Exchange's competition has fluctuated dramatically over its lifetime. Exchange 4.0 competed against mainframe-based systems such as IBM PROFS and LAN-based systems such as Lotus cc:Mail. These systems had largely faded into the background by the time Exchange 5.5 shipped and the major competitor was Lotus Notes (Domino), a trend that continued into Exchange 2000. Today, Domino is still a major competitor for Exchange in the corporate arena (and especially so in Japan, where Domino is approximately six times as popular as Exchange), but it has been joined by systems based on "pure" Internet protocols.
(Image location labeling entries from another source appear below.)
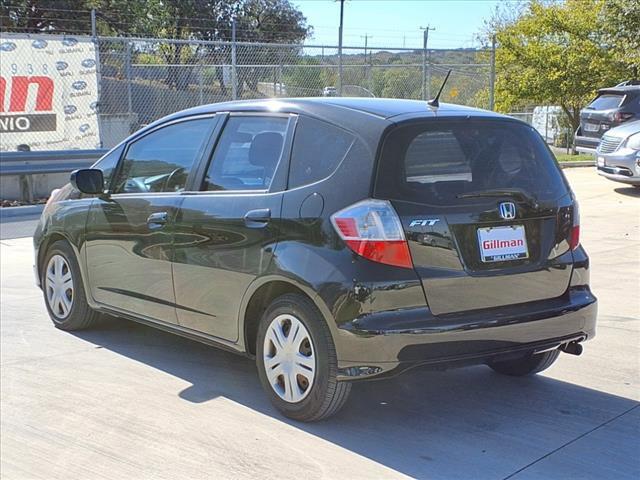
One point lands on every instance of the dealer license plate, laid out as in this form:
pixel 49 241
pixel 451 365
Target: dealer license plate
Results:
pixel 499 244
Exchange supports all of the Internet protocols, such as SMTP, MIME, IMAP, POP, and so on, but it seems to make a difference to some people when these protocols are associated with an SMTP MTA running on a UNIX or Linux server. The competitive landscape is completed by companies that attempt to leverage the strength of Outlook in the market and the number of desktops it occupies by offering an alternative to Exchange that allows companies to retain Outlook as the client. The best example of this is Oracle's Collaboration Suite, which is available for UNIX or Linux.

The Exchange development group has always worried about its competition and tried to learn from its strengths and weaknesses. Paranoia (a trait shared by many Microsoft development groups) has helped the group stay ahead of the competition, sometimes by adding features, sometimes by improving areas where it needed to, such as manageability and scalability. Microsoft has also focused on great interoperability with other messaging systems through SMTP and X.400 and the provision of migration tools to allow companies to move more easily to Exchange than to any other platform. For example, Microsoft has a Lotus Notes connector for Exchange that allows the smooth transfer of message and directory data between the two servers. It even has an Outlook 2002 connector for Lotus Notes, so that you can transfer mailbox data using a client rather than going anywhere near the server (pushing the work to migrate data down to users is a great idea, if you can get away with it). The net result is that Microsoft has always been able to stay ahead and grow market share for Exchange.

The jump from one technology generation to another always creates opportunity for the competition. For example, the move to Exchange 2000 forced customers to completely revamp their Windows infrastructure to deploy the Active Directory; implement a new security model; establish new administrative and management routines; and probably install new software packages for antivirus, cloning user accounts, directory synchronization, and so on. It was a lot of work and the bigger the company, the larger the price tag.

Two things flowed from the complexity Microsoft introduced in the changeover to Exchange 2000. First, companies were slow to deploy Exchange 2000 and were happy to stay with Exchange 5.5 (which works very well on Windows 2000); second, competitors had the chance to demonstrate that it was easier to move platform than upgrade all the components necessary to deploy Exchange 2000. In my experience, not many companies actually took the chance to move platform, but certainly a lot of angst was generated as competitors took every chance to inform customers of the work required to deploy Windows 2000 and then Exchange 2000. All of the fuss resulted in a situation where Exchange 5.5 became the largest competitor to Exchange 2000, as the majority of installations stubbornly stayed loyal to Exchange 5.5 and resisted the temptation to move to Exchange 2000 during the 2001–2003 time frame.

If you run Exchange 2000, then it is much easier to move to Exchange 2003, since you did all the hard work to establish Active Directory when you deployed Exchange 2000. The rule is, therefore, that upgrades within a generation of Exchange are easy; upgrades between Exchange generations take more work.

With this rule in mind, we can predict that similar angst will exist when Kodiak appears. Microsoft will face the undoubted technical challenge of making the migration as easy as possible for all concerned, but it will also face the challenge of holding off the competitors who will gather again to take advantage of any Microsoft weakness. It will be interesting to watch.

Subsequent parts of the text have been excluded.